Avançamos. A paisagem inebria, uma mescla de aromas densos e acres evola-se da terra molhada, a folhagem verde do capim brilha nas gotas de água que a salpicam e que refletem, faiscando, os raios do sol. Há qualquer coisa de sagrado naquele ambiente que uma fila de homens armados ofende. Repetem-se momentos onde se chocam sensações opostas de sofrimento e de gozo, de ansiedade e de paz ... ... ...
E, de repente ...! Um grito lancinante de mulher corta os ares, seguido de rajadas de G3 e de alguns tiros de som diferente. Houve contacto com o IN, um encontro inesperado para os dois lados. Segue-se um silêncio interrogativo e de preocupação nas hostes “periquitas”. Ouvem-se ruídos de vozes lá para a frente da coluna.... (Ah, aquele grito de mulher, aquele grito de dor, de impotência, de desespero e aviso (... ...)! Ah, aquele grito que nunca mais me sairá dos ouvidos, que ecoou na selva ao momento da aurora, seguido de rajadas de espingarda automática! Ela sentiu que se acabava, mostrou-me como é grande o desejo de viver e antes de cair varada pelas balas gritou bem alto o aviso aos outros que, como ela, estavam sob o nosso cerco.)*
Levanto-me e procuro informação. Avanço e vejo um corpo de mulher varado pelas balas. Diz-se que o grupo seria numeroso e que o seu grito tão forte foi de aviso aos seus companheiros de caminho. Alguns ripostaram com fogo de modo a facilitarem a fuga de quase todo o grupo que, tudo levava a crer, tinha funções de reabastecimento de alguma célula do IN.
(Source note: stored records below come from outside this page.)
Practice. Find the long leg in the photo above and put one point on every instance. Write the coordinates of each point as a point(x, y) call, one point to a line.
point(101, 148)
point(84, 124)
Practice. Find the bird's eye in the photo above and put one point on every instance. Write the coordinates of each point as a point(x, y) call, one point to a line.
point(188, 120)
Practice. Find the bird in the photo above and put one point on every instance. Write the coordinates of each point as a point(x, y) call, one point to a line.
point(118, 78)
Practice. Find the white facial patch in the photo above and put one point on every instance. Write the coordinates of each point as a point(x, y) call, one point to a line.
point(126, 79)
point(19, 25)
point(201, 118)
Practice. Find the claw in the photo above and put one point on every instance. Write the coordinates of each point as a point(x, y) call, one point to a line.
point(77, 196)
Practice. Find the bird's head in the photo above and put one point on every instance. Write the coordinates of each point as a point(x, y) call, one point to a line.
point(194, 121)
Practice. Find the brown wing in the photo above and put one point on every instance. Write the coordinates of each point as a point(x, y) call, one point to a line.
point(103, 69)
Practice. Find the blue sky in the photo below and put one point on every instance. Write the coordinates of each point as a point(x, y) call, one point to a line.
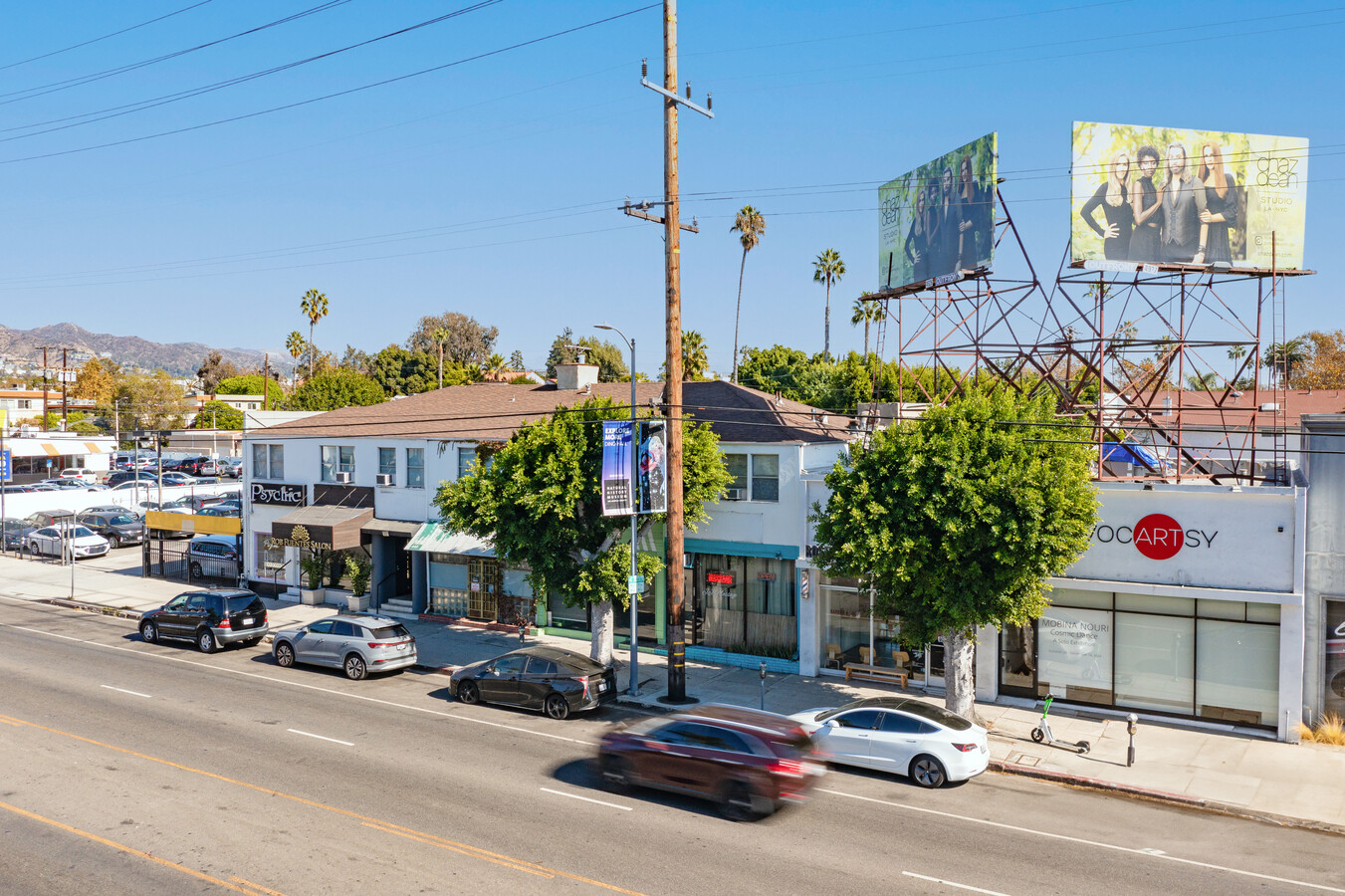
point(491, 186)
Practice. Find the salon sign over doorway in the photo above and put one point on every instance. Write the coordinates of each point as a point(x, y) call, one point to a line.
point(1156, 536)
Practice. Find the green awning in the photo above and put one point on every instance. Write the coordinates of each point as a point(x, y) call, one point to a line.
point(441, 540)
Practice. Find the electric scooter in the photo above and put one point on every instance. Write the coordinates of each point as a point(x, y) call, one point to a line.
point(1042, 734)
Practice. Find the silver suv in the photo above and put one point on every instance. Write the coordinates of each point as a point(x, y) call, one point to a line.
point(356, 643)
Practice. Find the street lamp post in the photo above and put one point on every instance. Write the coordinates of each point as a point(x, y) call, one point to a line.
point(635, 510)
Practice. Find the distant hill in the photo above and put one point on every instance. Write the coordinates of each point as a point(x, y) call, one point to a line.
point(179, 358)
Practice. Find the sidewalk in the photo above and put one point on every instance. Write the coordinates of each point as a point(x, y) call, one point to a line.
point(1223, 770)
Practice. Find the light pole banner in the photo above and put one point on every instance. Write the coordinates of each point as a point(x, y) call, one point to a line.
point(616, 468)
point(654, 467)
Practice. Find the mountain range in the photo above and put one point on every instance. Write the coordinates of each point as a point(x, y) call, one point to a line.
point(179, 358)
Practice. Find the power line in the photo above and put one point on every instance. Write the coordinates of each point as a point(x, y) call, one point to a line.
point(333, 96)
point(85, 43)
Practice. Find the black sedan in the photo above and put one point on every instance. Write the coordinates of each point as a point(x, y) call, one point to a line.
point(545, 678)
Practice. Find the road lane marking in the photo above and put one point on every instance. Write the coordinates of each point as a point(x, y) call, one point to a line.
point(949, 883)
point(295, 731)
point(319, 689)
point(133, 693)
point(130, 850)
point(1087, 842)
point(586, 799)
point(476, 852)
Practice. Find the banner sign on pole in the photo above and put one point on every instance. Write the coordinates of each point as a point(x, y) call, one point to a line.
point(616, 468)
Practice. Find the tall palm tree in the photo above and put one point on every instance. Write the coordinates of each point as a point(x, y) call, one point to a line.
point(750, 225)
point(827, 269)
point(314, 305)
point(694, 359)
point(865, 313)
point(440, 336)
point(295, 344)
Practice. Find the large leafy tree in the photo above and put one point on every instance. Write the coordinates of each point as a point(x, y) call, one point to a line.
point(314, 305)
point(540, 505)
point(827, 269)
point(959, 518)
point(750, 225)
point(333, 389)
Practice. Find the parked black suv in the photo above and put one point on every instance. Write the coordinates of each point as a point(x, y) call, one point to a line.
point(209, 617)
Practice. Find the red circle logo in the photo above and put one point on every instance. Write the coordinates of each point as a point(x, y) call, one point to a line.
point(1158, 537)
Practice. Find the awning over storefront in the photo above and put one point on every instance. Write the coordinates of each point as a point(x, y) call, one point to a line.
point(376, 527)
point(319, 528)
point(441, 540)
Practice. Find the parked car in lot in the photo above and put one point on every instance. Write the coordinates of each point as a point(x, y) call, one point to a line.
point(356, 643)
point(56, 541)
point(214, 556)
point(899, 735)
point(209, 617)
point(748, 762)
point(552, 680)
point(117, 528)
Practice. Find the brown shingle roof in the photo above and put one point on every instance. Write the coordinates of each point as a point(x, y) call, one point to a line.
point(493, 412)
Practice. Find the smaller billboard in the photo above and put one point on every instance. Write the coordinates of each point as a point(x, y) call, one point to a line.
point(1180, 196)
point(938, 221)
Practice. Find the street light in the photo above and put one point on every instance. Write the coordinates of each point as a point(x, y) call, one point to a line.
point(635, 510)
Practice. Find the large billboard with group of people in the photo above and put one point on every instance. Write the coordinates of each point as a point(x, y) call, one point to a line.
point(939, 219)
point(1179, 196)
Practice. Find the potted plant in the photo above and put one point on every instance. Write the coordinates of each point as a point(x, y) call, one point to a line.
point(313, 565)
point(360, 570)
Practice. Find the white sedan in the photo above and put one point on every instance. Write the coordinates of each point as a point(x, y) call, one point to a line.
point(57, 540)
point(899, 735)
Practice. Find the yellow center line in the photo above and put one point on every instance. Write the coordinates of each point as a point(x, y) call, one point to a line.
point(475, 852)
point(132, 850)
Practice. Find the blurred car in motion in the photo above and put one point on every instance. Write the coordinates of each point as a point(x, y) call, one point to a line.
point(899, 735)
point(748, 762)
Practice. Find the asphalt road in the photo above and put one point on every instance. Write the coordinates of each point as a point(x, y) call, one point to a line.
point(138, 769)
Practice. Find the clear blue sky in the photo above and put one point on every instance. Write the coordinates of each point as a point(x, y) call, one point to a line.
point(490, 187)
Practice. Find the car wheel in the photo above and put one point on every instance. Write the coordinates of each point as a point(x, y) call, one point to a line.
point(557, 708)
point(928, 772)
point(736, 802)
point(616, 774)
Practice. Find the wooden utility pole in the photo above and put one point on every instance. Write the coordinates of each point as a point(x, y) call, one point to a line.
point(673, 274)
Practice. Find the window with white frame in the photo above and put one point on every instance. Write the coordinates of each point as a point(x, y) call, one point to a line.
point(268, 462)
point(337, 459)
point(414, 467)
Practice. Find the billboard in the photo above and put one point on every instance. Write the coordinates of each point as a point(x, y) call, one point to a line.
point(1180, 196)
point(939, 219)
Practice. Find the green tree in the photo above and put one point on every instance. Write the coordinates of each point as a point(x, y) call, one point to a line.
point(334, 389)
point(217, 414)
point(314, 305)
point(750, 225)
point(959, 518)
point(540, 505)
point(827, 269)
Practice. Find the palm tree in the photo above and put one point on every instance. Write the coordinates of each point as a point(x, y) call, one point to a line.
point(827, 269)
point(315, 306)
point(751, 225)
point(440, 336)
point(295, 344)
point(865, 313)
point(694, 359)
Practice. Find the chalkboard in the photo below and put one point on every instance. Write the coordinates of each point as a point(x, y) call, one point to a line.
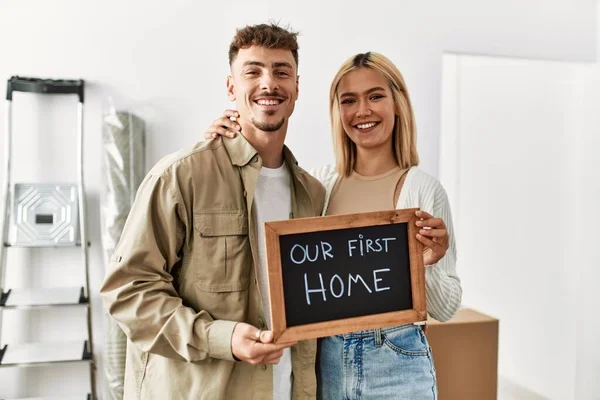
point(339, 274)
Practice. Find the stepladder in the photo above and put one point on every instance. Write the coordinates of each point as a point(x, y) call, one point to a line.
point(51, 217)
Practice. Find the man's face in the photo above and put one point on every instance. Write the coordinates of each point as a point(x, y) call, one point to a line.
point(264, 85)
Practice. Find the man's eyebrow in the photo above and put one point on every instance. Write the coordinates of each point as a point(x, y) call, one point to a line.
point(274, 65)
point(256, 63)
point(282, 64)
point(351, 94)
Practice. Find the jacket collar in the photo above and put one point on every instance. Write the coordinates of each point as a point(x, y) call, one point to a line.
point(239, 149)
point(241, 153)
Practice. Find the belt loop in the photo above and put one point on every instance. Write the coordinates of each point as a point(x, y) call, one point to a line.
point(378, 340)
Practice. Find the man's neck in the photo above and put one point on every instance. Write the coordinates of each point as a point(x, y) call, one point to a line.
point(268, 144)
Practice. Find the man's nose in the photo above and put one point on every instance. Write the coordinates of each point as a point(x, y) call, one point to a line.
point(268, 83)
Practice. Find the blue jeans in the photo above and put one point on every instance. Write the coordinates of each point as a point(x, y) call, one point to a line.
point(388, 363)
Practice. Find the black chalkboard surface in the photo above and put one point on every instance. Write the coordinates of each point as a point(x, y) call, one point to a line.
point(343, 273)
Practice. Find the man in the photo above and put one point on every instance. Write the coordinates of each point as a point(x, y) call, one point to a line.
point(187, 282)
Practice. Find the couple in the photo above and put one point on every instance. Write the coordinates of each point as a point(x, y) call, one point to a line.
point(187, 282)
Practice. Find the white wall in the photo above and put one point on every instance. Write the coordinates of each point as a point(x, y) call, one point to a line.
point(168, 60)
point(518, 140)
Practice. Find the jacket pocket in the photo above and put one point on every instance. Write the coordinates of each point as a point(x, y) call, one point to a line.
point(221, 257)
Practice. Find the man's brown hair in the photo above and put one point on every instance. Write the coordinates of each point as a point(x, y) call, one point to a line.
point(270, 36)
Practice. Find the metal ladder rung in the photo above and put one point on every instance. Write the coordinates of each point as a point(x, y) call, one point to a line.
point(26, 354)
point(80, 397)
point(49, 297)
point(45, 245)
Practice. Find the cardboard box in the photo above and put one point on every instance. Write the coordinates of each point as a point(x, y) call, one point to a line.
point(465, 353)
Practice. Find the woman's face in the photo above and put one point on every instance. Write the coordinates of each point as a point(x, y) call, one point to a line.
point(367, 108)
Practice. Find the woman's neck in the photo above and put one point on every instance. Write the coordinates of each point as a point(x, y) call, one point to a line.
point(372, 162)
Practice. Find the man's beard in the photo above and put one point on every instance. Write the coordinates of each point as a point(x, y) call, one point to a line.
point(268, 127)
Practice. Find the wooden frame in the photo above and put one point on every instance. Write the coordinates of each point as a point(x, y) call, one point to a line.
point(273, 230)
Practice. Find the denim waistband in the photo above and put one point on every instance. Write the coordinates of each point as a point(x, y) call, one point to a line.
point(372, 332)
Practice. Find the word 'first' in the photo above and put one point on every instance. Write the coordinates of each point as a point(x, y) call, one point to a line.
point(299, 254)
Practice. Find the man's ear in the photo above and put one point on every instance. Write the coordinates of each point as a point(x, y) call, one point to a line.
point(230, 88)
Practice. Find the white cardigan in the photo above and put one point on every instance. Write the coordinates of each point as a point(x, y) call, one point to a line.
point(442, 286)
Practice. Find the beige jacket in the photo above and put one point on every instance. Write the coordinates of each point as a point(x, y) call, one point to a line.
point(184, 273)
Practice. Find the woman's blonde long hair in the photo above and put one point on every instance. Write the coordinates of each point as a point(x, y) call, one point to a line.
point(404, 138)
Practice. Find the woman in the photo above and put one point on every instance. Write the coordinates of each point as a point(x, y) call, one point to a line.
point(376, 169)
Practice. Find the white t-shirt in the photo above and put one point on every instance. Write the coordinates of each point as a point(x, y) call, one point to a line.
point(273, 202)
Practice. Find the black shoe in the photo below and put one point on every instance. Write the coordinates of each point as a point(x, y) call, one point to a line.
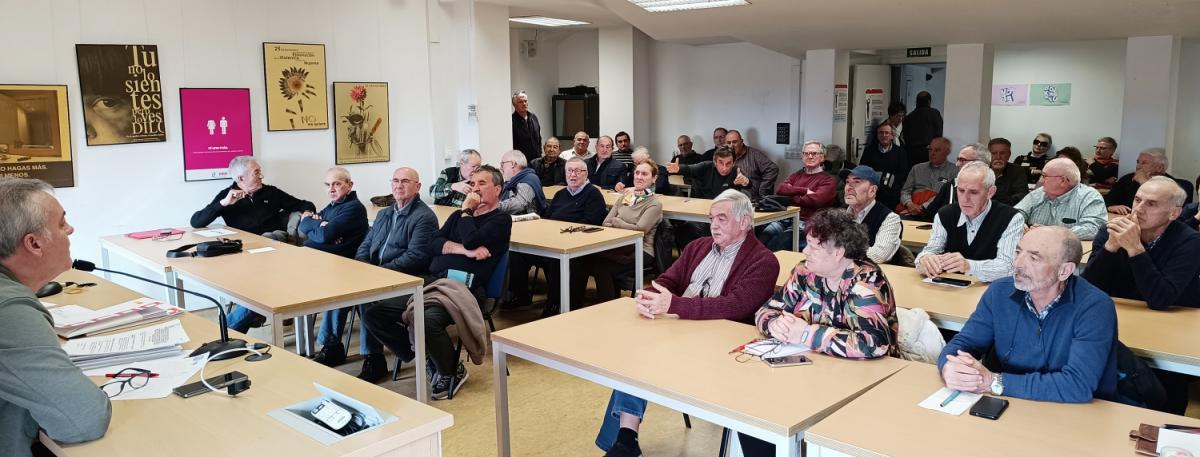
point(375, 368)
point(331, 355)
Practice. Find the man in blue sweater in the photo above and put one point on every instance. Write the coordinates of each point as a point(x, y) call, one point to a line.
point(1054, 335)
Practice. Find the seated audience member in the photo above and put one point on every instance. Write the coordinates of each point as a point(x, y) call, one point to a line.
point(1038, 156)
point(891, 161)
point(580, 202)
point(1147, 254)
point(727, 276)
point(1063, 200)
point(399, 240)
point(1102, 173)
point(41, 389)
point(975, 236)
point(250, 205)
point(604, 170)
point(927, 179)
point(1055, 334)
point(1012, 184)
point(1151, 162)
point(883, 227)
point(661, 185)
point(522, 192)
point(454, 182)
point(549, 167)
point(639, 209)
point(472, 241)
Olho de novo para o corpo estendido e reparo numa figura sentada, ali perto e encostada às pernas de um soldado. Calada, alguns fios e salpicos de sangue pelo corpo, olhar vago, expressão indefinida, talvez em estado de choque, está uma jovem bajuda, aparentando uns 15 a 17 anos (viçosa, semi-nua, seios túrgidos e vigorosos pintalgados de sangue, talvez filha. Manhã maculada! Manhã terrivelmente dolorosa. Infelizmente, manhã inesquecível. Quão estúpida e vergonhosa, horrível e criminosa é a guerra, minha querida...)*
*Em itálico, excertos duma carta enviada, na altura, à minha namorada e futura esposa.
____________
Notas de CV:
(*) Vd. poste de 7 de Dezembro de 2011 > Guiné 63/74 - P9153: Notas de leitura (309): Guillaume Apollinaire, de George Vergnes (Manuel Joaquim)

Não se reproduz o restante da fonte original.